Ultrabook Dell XPS 12


The Dell XPS 12 is a very likeable and powerful full Intel Core convertible Ultrabook with an excellent full HD display, superb keyboard and beautiful fit and finish. We're taken by the carbon fiber surfaces that aren't just cool looking: they make for a grippier and cooler computer. Performance is in line with third generation Intel Core i5 and i7 Ultrabooks and the fast Samsung PM830 SSD drives are icing on the cake. We also appreciate that you can order the machine with 8 gigs of RAM when some manufacturers stop at 4 gigs. Our only complaints? At nearly 3.4 pounds, this is a compact but heavy Ultrabook that's best supported by a table or your lap, and there's no digital pen option for educators, note takers and artists.
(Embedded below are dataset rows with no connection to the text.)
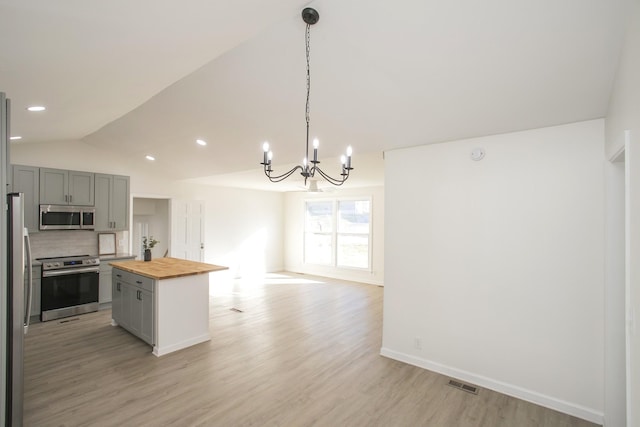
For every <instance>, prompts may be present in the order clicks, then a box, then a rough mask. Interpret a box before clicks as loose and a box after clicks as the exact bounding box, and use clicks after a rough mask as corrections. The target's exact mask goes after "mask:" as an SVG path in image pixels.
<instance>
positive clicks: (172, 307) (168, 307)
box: [153, 274, 211, 357]
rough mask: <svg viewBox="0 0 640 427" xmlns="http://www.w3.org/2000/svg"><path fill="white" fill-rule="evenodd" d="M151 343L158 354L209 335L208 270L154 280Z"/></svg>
mask: <svg viewBox="0 0 640 427" xmlns="http://www.w3.org/2000/svg"><path fill="white" fill-rule="evenodd" d="M154 300H155V301H154V303H155V307H154V308H155V314H156V315H155V334H156V336H155V343H156V344H155V346H154V347H153V354H154V355H156V356H158V357H159V356H162V355H165V354H168V353H171V352H174V351H177V350H180V349H183V348H186V347H189V346H192V345H195V344H199V343H202V342H205V341H209V340H210V339H211V335H210V334H209V274H196V275H192V276H185V277H178V278H174V279H165V280H156V281H155V289H154Z"/></svg>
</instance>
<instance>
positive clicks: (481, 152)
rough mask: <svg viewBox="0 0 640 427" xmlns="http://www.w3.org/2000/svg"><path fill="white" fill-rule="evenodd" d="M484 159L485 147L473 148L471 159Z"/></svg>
mask: <svg viewBox="0 0 640 427" xmlns="http://www.w3.org/2000/svg"><path fill="white" fill-rule="evenodd" d="M482 159H484V148H480V147H478V148H474V149H473V150H471V160H475V161H476V162H477V161H479V160H482Z"/></svg>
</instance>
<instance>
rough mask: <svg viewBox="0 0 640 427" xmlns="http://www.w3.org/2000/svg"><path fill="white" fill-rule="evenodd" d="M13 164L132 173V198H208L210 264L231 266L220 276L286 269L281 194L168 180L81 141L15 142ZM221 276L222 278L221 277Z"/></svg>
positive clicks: (108, 150)
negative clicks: (235, 188) (49, 141)
mask: <svg viewBox="0 0 640 427" xmlns="http://www.w3.org/2000/svg"><path fill="white" fill-rule="evenodd" d="M11 161H12V163H15V164H25V165H33V166H41V167H52V168H62V169H75V170H84V171H92V172H101V173H112V174H119V175H129V176H130V177H131V197H132V198H133V197H141V198H179V199H184V200H203V201H205V204H206V220H205V262H210V263H214V264H218V265H225V266H229V267H230V270H229V272H226V273H219V274H218V273H217V274H218V276H225V275H232V276H234V277H235V276H239V275H246V274H248V273H249V272H251V273H252V274H254V273H257V270H256V268H264V269H266V271H280V270H282V269H283V267H284V248H283V244H282V236H283V233H284V232H283V200H284V196H283V195H282V194H280V193H275V192H265V191H254V190H243V189H233V188H223V187H212V186H205V185H196V184H188V183H184V182H180V181H167V180H165V179H164V178H162V176H150V175H145V174H142V173H140V172H139V169H137V168H136V161H132V160H131V159H125V158H120V157H119V156H118V155H117V153H113V152H111V151H109V150H100V149H96V148H95V147H92V146H90V145H88V144H85V143H83V142H81V141H67V142H58V143H46V144H37V143H34V144H14V145H12V159H11ZM157 255H158V254H156V256H157ZM216 277H217V276H216Z"/></svg>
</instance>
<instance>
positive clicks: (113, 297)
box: [111, 268, 154, 345]
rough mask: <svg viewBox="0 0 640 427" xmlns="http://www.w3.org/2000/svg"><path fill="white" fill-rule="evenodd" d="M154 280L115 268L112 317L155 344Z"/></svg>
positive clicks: (113, 270)
mask: <svg viewBox="0 0 640 427" xmlns="http://www.w3.org/2000/svg"><path fill="white" fill-rule="evenodd" d="M153 282H154V281H153V279H149V278H148V277H144V276H140V275H138V274H134V273H130V272H126V271H123V270H120V269H117V268H115V269H113V273H112V283H113V287H112V289H113V301H112V312H111V313H112V314H111V317H112V319H113V320H114V322H115V323H116V324H118V325H119V326H122V327H123V328H124V329H126V330H128V331H129V332H131V333H132V334H133V335H135V336H137V337H138V338H140V339H141V340H143V341H144V342H146V343H148V344H151V345H153V344H154V338H153V321H154V310H153V287H154V286H153ZM116 302H117V304H116ZM116 306H117V307H116Z"/></svg>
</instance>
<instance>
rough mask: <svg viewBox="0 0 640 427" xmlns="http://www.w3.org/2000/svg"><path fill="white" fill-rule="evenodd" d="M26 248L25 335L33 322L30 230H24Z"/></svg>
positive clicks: (24, 329) (32, 295) (24, 320)
mask: <svg viewBox="0 0 640 427" xmlns="http://www.w3.org/2000/svg"><path fill="white" fill-rule="evenodd" d="M24 248H25V252H26V254H27V267H26V268H27V308H26V311H25V313H24V333H25V335H26V334H27V332H29V323H30V322H31V302H32V299H33V269H32V268H31V263H32V262H33V260H32V259H31V241H30V240H29V230H27V228H26V227H25V228H24Z"/></svg>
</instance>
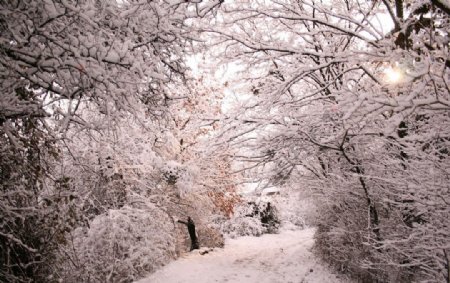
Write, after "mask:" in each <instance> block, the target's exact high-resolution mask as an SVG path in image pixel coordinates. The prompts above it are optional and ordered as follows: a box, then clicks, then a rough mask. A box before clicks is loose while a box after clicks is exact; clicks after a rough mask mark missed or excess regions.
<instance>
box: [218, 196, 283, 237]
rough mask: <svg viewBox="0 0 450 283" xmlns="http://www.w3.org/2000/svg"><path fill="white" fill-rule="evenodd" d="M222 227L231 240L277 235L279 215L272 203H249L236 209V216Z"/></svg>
mask: <svg viewBox="0 0 450 283" xmlns="http://www.w3.org/2000/svg"><path fill="white" fill-rule="evenodd" d="M220 226H221V231H222V232H223V233H224V234H226V235H228V236H229V237H231V238H235V237H240V236H261V235H262V234H264V233H276V232H277V231H278V228H279V226H280V220H279V213H278V210H277V209H276V208H275V207H274V206H273V205H272V204H271V202H259V203H256V202H247V203H243V204H241V205H240V206H238V207H236V209H235V214H234V216H233V217H232V218H231V219H229V220H226V221H224V222H223V223H222V224H221V225H220Z"/></svg>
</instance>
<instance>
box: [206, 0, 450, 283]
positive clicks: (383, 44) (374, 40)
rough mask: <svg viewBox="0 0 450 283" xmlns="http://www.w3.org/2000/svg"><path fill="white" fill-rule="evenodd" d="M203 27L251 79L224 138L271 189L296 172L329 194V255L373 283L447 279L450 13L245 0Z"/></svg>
mask: <svg viewBox="0 0 450 283" xmlns="http://www.w3.org/2000/svg"><path fill="white" fill-rule="evenodd" d="M203 30H204V32H205V34H206V36H208V37H210V38H211V40H210V43H211V45H210V46H211V47H210V50H211V52H213V53H215V54H216V55H217V56H219V57H220V58H221V60H222V62H223V63H225V64H229V63H230V62H237V63H239V64H241V65H243V66H244V67H243V68H242V69H243V70H245V71H243V72H241V73H240V74H239V76H240V78H241V79H242V80H245V81H246V82H247V84H246V85H245V87H243V88H242V89H241V90H240V92H241V93H244V94H245V95H246V96H247V97H249V99H247V100H246V101H245V102H242V103H241V104H243V105H242V107H240V108H239V110H237V111H236V113H235V114H231V112H230V115H229V119H228V120H227V122H228V124H227V125H228V127H229V131H228V132H226V133H225V134H223V136H222V137H223V139H224V140H226V141H229V142H232V143H233V144H234V145H237V146H238V147H239V148H240V149H241V151H240V152H241V153H242V154H240V155H239V159H240V160H241V161H245V162H247V164H248V166H247V167H248V168H259V170H260V171H259V172H262V173H264V174H267V175H261V173H260V176H264V178H265V179H266V180H269V181H270V182H272V183H276V184H278V185H283V184H284V183H285V182H287V181H288V180H289V178H291V177H292V176H293V174H294V173H295V175H296V179H297V181H298V186H299V187H302V186H310V187H311V188H312V189H316V190H317V192H318V193H319V194H320V195H322V196H323V197H324V199H322V200H321V202H320V203H321V206H320V209H322V212H321V213H320V214H321V215H323V216H324V218H322V219H321V220H320V223H319V225H320V226H319V227H320V228H319V230H318V237H322V238H321V241H319V242H320V243H319V245H321V246H320V247H319V248H321V249H322V250H321V251H322V255H323V256H324V258H326V259H328V260H330V262H332V263H333V264H336V265H337V266H340V267H342V268H344V269H345V268H348V269H351V271H353V272H354V275H355V276H359V275H360V276H361V277H364V278H367V277H366V276H368V277H369V278H378V279H379V280H382V281H392V282H395V281H399V280H400V281H401V280H431V281H433V280H437V281H443V280H448V278H447V277H448V266H449V265H448V244H449V241H448V237H446V236H445V235H447V234H448V233H449V229H450V223H449V221H448V219H445V218H444V216H443V215H445V214H446V213H447V214H448V211H449V210H448V201H447V199H448V197H449V187H448V183H449V182H448V176H449V172H450V171H449V169H450V168H449V167H448V164H449V156H448V146H449V135H450V128H449V126H450V121H449V116H448V113H449V110H450V103H449V101H450V97H449V90H450V89H449V68H450V67H449V65H450V64H449V62H450V61H449V57H448V54H449V42H448V30H449V9H448V5H447V4H446V3H445V2H444V1H417V2H414V3H409V2H406V1H395V3H393V1H357V0H355V1H324V2H321V1H308V0H305V1H237V2H233V3H229V4H225V5H223V6H222V9H221V10H220V13H219V16H218V17H216V18H215V25H214V26H211V27H209V28H203ZM235 129H238V131H234V130H235ZM244 146H246V147H247V148H244ZM298 176H303V178H299V177H298ZM350 235H351V236H350ZM425 235H428V236H429V237H430V238H429V237H428V236H425ZM431 238H433V240H432V239H431ZM361 247H364V249H362V248H361ZM358 249H359V251H360V252H357V253H354V251H358ZM350 267H351V268H350ZM394 270H395V271H396V272H391V271H394ZM395 276H398V277H395ZM446 278H447V279H446Z"/></svg>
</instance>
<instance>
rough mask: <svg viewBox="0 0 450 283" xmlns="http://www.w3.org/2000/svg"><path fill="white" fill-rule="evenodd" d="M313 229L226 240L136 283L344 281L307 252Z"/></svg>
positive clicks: (292, 231) (284, 282)
mask: <svg viewBox="0 0 450 283" xmlns="http://www.w3.org/2000/svg"><path fill="white" fill-rule="evenodd" d="M313 235H314V229H313V228H308V229H304V230H297V231H283V232H281V233H280V234H271V235H267V234H266V235H263V236H261V237H242V238H238V239H229V240H227V241H226V245H225V248H224V249H215V250H214V251H212V252H209V253H208V254H205V255H200V253H199V251H193V252H191V253H188V254H186V255H185V256H183V257H182V258H180V259H178V260H176V261H174V262H171V263H170V264H168V265H167V266H165V267H164V268H163V269H161V270H159V271H157V272H156V273H154V274H152V275H151V276H150V277H148V278H145V279H142V280H140V281H138V282H137V283H176V282H179V283H194V282H195V283H211V282H227V283H231V282H244V283H252V282H258V283H264V282H267V283H269V282H270V283H274V282H283V283H289V282H292V283H294V282H295V283H300V282H304V283H306V282H309V283H312V282H317V283H327V282H329V283H344V282H350V280H348V279H345V278H343V277H342V276H339V277H338V276H337V275H336V274H333V273H332V272H331V271H330V270H329V269H328V268H327V267H326V266H325V265H324V264H323V263H322V262H320V261H319V260H318V259H317V258H316V257H315V256H314V255H313V254H312V252H311V248H312V246H313V244H314V239H313Z"/></svg>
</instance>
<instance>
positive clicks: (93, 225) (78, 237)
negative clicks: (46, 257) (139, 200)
mask: <svg viewBox="0 0 450 283" xmlns="http://www.w3.org/2000/svg"><path fill="white" fill-rule="evenodd" d="M173 230H174V229H173V224H172V222H171V220H170V218H169V217H168V216H167V215H166V214H165V213H164V212H163V211H161V210H160V209H158V208H156V207H155V206H153V205H152V204H148V205H143V206H141V207H139V208H135V207H130V206H124V207H122V208H121V209H119V210H109V211H108V212H107V213H105V214H102V215H99V216H97V217H96V218H95V219H94V220H93V221H92V223H91V225H90V227H89V228H88V229H87V228H84V229H83V228H79V229H76V230H75V231H74V233H73V247H70V248H71V249H73V250H72V251H73V252H72V254H71V258H70V261H69V260H67V261H66V265H65V266H64V270H63V271H62V275H61V279H62V280H63V281H64V282H132V281H133V280H136V279H139V278H140V277H142V276H144V275H145V274H147V273H149V272H153V271H155V269H156V268H158V267H161V266H162V265H164V264H166V263H167V262H169V261H170V260H171V259H173V258H174V256H175V242H174V237H173V235H172V233H173ZM68 250H70V249H68Z"/></svg>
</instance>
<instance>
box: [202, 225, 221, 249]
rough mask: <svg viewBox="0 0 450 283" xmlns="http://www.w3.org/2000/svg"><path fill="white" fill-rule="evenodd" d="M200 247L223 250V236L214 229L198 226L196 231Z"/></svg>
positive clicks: (213, 228) (217, 230) (216, 229)
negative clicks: (221, 249)
mask: <svg viewBox="0 0 450 283" xmlns="http://www.w3.org/2000/svg"><path fill="white" fill-rule="evenodd" d="M198 240H199V243H200V247H208V248H215V247H219V248H223V247H224V245H225V242H224V238H223V235H222V234H221V233H220V231H219V230H218V229H216V228H214V227H207V226H200V227H199V229H198Z"/></svg>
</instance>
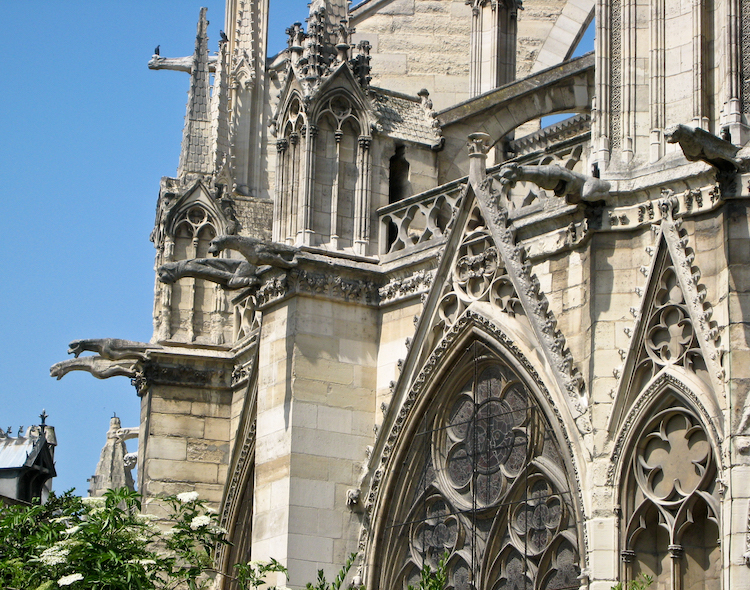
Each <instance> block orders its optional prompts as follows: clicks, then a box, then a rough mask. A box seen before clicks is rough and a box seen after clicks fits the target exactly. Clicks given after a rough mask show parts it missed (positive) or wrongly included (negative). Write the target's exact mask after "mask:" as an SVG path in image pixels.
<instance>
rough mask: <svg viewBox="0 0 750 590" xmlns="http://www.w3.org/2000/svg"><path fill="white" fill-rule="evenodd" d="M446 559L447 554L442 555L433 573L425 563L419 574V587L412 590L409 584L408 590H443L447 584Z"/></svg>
mask: <svg viewBox="0 0 750 590" xmlns="http://www.w3.org/2000/svg"><path fill="white" fill-rule="evenodd" d="M448 557H449V555H448V553H447V552H446V553H443V556H442V557H441V558H440V561H439V562H438V565H437V569H436V570H435V571H433V570H432V569H431V568H430V566H429V565H427V564H426V563H425V564H424V566H423V567H422V571H421V574H420V578H419V587H418V588H414V586H412V585H411V584H409V590H443V589H444V588H445V586H446V584H447V583H448V572H447V568H446V564H447V563H448Z"/></svg>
Go to review all tablet and Ultrabook
Price: Starting at $1,199


  • Display: 12.5", 1920 x 1080 IPS LED backlit display, capacitive multi-touch, 400 nits brightness. Intel HD 4000 integrated graphics. Mini DisplayPort. Supports Intel WiDi wireless display.
  • Battery: 47 WHr, 6 cell Lithium Ion rechargeable, sealed inside.
  • Performance: 1.7GHz Intel Core i5-3317U or 1.9GHz Intel Core i7-3517U. 4 or 8 gigs DDR3 1600MHz RAM (single channel for 4 gigs, dual channel for 8 gigs). 128 or 256 gig SSD drive (Samsung PM830).
  • Size: 12.48 x 8.46 x 0.59- 0.79 inches. Weight: 3.35 pounds.
  • Camera: 1.3MP webcam with digital dual array mics.
  • Audio: Built-in stereo speakers, dual array mics and 3.5mm standard stereo headphone jack. Realtek ALC3260 with Waves MaxxAudio 3.
  • Networking: Integrated dual band Intel Centrino Advanced-N 6235 WiFi 802.11b/g/n and Bluetooth 3.0.
  • Software: Windows 8 and Windows 8 Pro 64 bit available.
  • Expansion and Ports: Two USB 3.0 ports, mini DisplayPort, 3.5mm audio.TPM optional.